Check the appropriate box below if the Form 8-K filing is intended to simultaneously satisfy the filing obligation of the registrant under any of the following provisions:
 
o
Written communications pursuant to Rule 425 under the Securities Act (17 CFR 230.425)
 
 
o
Soliciting material pursuant to Rule 14a-12 under the Exchange Act (17 CFR 240.14a-12)
 
 
o
Pre-commencement communications pursuant to Rule 14d-2(b) under the Exchange Act (17 CFR 240.14d-2(b))
 
 
o
Pre-commencement communications pursuant to Rule 13e-4(c) under the Exchange Act (17 CFR 240.13e-4(c))
 
 
 

 

Item 1.01
Entry into a Material Definitive Agreement.

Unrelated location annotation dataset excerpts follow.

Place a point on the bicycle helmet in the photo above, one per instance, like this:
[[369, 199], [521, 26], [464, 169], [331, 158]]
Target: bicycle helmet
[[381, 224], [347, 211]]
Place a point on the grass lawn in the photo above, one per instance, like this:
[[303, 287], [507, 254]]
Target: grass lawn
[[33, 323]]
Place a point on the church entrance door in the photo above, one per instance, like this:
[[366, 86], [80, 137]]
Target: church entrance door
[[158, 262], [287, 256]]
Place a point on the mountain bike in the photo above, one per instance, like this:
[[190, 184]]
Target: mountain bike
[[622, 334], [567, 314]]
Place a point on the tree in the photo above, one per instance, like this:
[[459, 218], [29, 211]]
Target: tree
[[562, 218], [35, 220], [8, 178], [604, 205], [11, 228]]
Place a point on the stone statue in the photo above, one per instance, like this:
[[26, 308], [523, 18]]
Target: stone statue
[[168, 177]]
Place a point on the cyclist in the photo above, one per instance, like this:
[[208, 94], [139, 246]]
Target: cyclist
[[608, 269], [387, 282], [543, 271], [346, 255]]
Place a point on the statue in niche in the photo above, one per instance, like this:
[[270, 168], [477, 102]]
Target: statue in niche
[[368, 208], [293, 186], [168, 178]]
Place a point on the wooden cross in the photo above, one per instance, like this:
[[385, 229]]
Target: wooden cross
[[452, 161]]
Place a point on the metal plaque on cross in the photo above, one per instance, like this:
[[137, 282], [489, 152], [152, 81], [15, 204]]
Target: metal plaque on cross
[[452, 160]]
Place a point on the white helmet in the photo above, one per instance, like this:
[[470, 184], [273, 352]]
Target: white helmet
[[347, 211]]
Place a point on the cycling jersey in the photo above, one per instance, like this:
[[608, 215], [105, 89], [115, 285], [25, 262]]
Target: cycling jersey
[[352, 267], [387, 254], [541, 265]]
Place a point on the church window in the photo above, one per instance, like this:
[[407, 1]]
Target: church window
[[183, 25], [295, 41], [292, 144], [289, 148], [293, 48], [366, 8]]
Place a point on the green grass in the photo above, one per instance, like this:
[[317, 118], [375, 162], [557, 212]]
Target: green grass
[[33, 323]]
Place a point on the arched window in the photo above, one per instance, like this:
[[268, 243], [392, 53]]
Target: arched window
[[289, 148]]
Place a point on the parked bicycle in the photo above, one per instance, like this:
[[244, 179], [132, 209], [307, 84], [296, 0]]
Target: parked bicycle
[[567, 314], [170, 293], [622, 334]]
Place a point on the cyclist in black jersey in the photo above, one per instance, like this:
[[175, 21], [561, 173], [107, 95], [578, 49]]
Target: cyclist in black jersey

Effective April 16, 2008, the Company entered into Amendment No. 3 of its Loan and Security Agreement with Wachovia Bank, National Association, originally dated as of May 11, 2007. The changes effected by the amendment include:

 
(i)
a decrease of the maximum amount of the credit facility to $15 million from $20 million;

 
(ii)
an increase in the interest rate from the prime rate to the prime plus 0.5 percentage point, or, for loans based on the LIBOR rate, from LIBOR plus 2 percentage points to LIBOR plus 2.5 percentage points;

 
(iii)
an increase in the unused line fee from 0.375% per year on the first $10,000,000 of the unused line and 0.25% per year on the excess of the unused line over $10,000,000 to 0.375% on the entire unused line.

 
(iv)
an increase in the amount of the Company’s outstanding stock that the Company is permitted to repurchase from $2,000,000 to $6,000,000, and the extension of the period during which the Company may carry out such purchases to April 15, 2009;

 
(v)
a reduction in the sublimit on terms loans under the facility from $5,000,000 to $3,000,000;

 
(vi)
re reduction in the sublimit on availability based on inventory from $7,500,000 to $4,000,000; and

 
(vii)
a reduction in the amount of availability against Company-owned real estate from 70% to 60%.

Item 9.01
Financial Statements and Exhibits.

(d)
Exhibits:

 
10.1
Amendment No. 3 dated as of April 16, 2008, to Loan and Security Agreement dated as of May 11, 2007, between Wachovia Bank, National Association, and Langer, Inc., Silipos, Inc., Regal Medical Supply, LLC, and Twincraft, Inc.

 
 

 
 
Signatures

Pursuant to the requirements of the Securities Exchange Act of 1934, the registrant has duly caused this report to be signed on its behalf by the undersigned, hereunto duly authorized.

Dated: April 18, 2008
Langer, Inc.
   
     
 
By:  
/s/ Kathleen P. Bloch
   
Kathleen P. Bloch, Vice President and Chief Financial Officer
 
 
 

 

Exhibit Index

10.1
Amendment No. 3 dated as of April 16, 2008, to Loan and Security Agreement dated as of May 11, 2007, between Wachovia Bank, National Association, and Langer, Inc., Silipos, Inc., Regal Medical Supply, LLC, and Twincraft, Inc.